Hot plates keep pancakes hotter! Two of my favorite cooks insist on warming plates in the oven and I’m beginning to see the light. Before making the pancake batter, put the plates in the oven on the lowest-possible temperature. Be careful – chances are, you’ll need a hot pad to remove the plates.
MOM’s PANCAKE RECIPE
Time to table: 20 minutes
Makes 9 medium pancakes
- 1 large egg
- 1 cup buttermilk or 1 cup "sweet milk" (see TIPS)
- 2 tablespoons oil (vegetable, canola, coconut or another neutral oil, that means no olive oil)
- 1 cup all-purpose flour, fluffed to aerate before measuring or 125g
- 2 tablespoons sugar
- 1/2 teaspoon table salt
- If using buttermilk, 1 teaspoon baking soda
- If using sweet milk, 2 teaspoons baking powder
- Oil or butter for the griddle or skillet, just a touch
In a medium bowl, use a wire whisk or a fork to whisk the egg until frothy. Whisk in the buttermilk or milk and the oil. Measure the flour, sugar, salt and baking soda or baking powder onto the top of the egg mixture but don’t mix them in. Then, with a fork, mix these ingredients together, just by fluffing them around a bit, but still without incorporating into the egg mixture. Now whisk the flour mixture into the egg mixture, but just until combined. Don’t worry if some bits of flour are visible, better to not overmix.
While mixing the pancake batter, heat the griddle or a large skillet on medium heat. (If using a nonstick electric griddle, set at 325F/160C.) Lightly brush with just a little oil or butter. When the fat is hot (it should sizzle when drops of water are flicked off your fingertips into the skillet), fill a quarter-cup measure and drop onto the griddle, spreading the batter a little if it doesn’t flatten out by itself. Repeat until the griddle is full, leaving space between the pancakes to allow for spreading.
Without moving the pancakes, cook until the first sides are golden brown, about 2 – 3 minutes. (How to tell if the pancake is getting brown, if you can’t move it to look? The edges will get slightly crispy. And see those bubbles that form in the batter? When they "pop", the pancake is ready to be turned. Or, okay, okay, gently lift a corner with a spatula to see for yourself, no harm, no foul.) Flip the pancakes over and cook another minute. Transfer to a serving plate, drizzle with syrup and dig in!
SO MANY PANCAKE VARIATIONS!
Blueberry Pancakes – Drop a few fresh or still-frozen blueberries onto the top of each pancake when first put into the griddle.

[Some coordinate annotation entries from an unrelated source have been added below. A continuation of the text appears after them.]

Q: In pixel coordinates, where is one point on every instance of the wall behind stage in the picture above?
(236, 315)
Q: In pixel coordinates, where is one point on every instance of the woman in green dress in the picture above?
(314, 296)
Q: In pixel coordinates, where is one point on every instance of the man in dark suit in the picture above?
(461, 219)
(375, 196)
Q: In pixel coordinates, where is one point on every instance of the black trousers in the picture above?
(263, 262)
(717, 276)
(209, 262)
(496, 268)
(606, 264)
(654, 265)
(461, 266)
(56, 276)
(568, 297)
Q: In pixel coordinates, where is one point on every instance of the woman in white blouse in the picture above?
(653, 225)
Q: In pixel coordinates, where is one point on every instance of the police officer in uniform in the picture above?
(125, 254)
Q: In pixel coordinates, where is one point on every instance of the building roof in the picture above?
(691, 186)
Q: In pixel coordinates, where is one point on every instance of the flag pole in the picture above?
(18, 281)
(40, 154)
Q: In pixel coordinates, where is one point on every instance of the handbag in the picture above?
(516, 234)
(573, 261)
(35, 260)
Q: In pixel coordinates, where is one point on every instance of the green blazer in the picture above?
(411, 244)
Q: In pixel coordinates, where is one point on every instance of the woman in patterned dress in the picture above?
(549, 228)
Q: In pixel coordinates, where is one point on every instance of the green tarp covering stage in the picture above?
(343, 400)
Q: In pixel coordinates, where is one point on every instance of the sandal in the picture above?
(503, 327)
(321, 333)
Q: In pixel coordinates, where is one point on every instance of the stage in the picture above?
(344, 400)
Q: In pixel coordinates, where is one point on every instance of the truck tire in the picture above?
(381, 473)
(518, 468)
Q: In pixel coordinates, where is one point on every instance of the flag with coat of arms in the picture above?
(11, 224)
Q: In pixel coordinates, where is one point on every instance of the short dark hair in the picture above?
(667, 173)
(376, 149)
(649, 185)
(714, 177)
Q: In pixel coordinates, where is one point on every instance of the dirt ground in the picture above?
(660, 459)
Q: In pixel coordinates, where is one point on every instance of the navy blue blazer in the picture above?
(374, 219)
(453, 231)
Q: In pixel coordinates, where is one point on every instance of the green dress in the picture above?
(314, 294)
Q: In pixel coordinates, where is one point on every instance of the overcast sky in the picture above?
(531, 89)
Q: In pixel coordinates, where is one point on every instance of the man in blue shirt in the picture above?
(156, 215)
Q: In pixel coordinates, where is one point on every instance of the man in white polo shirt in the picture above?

Poppy Seed Pancakes – Add a splash of vanilla and a tablespoon of poppy seeds to the batter.
Pancake Gashouse Eggs – Remember Gashouse Eggs? At lunch yesterday, a friend mentioned how his mother made Gashouse Egg Pancakes. She'd put the pancake batter in the skillet, clear out the center a bit and drop in an egg. Voila! Gashouse Eggs made with pancakes!
Cottage Cheese Pancakes – I love these light and rich, low-carb and protein-packed Cottage Cheese Pancakes.
Pancake Mix – My dad reminds me that in later years, Mom relied on Hungry Jack as her favorite pancake mix. It's a funny story, how she came to this, it's told here.
Pancake Family – Turns out, we're a pancake family! My sister has perfected her recipe for many years, especially developing tiny, small, medium and large batches for different sized family groups. I think you'll love her Lifetime Pancakes.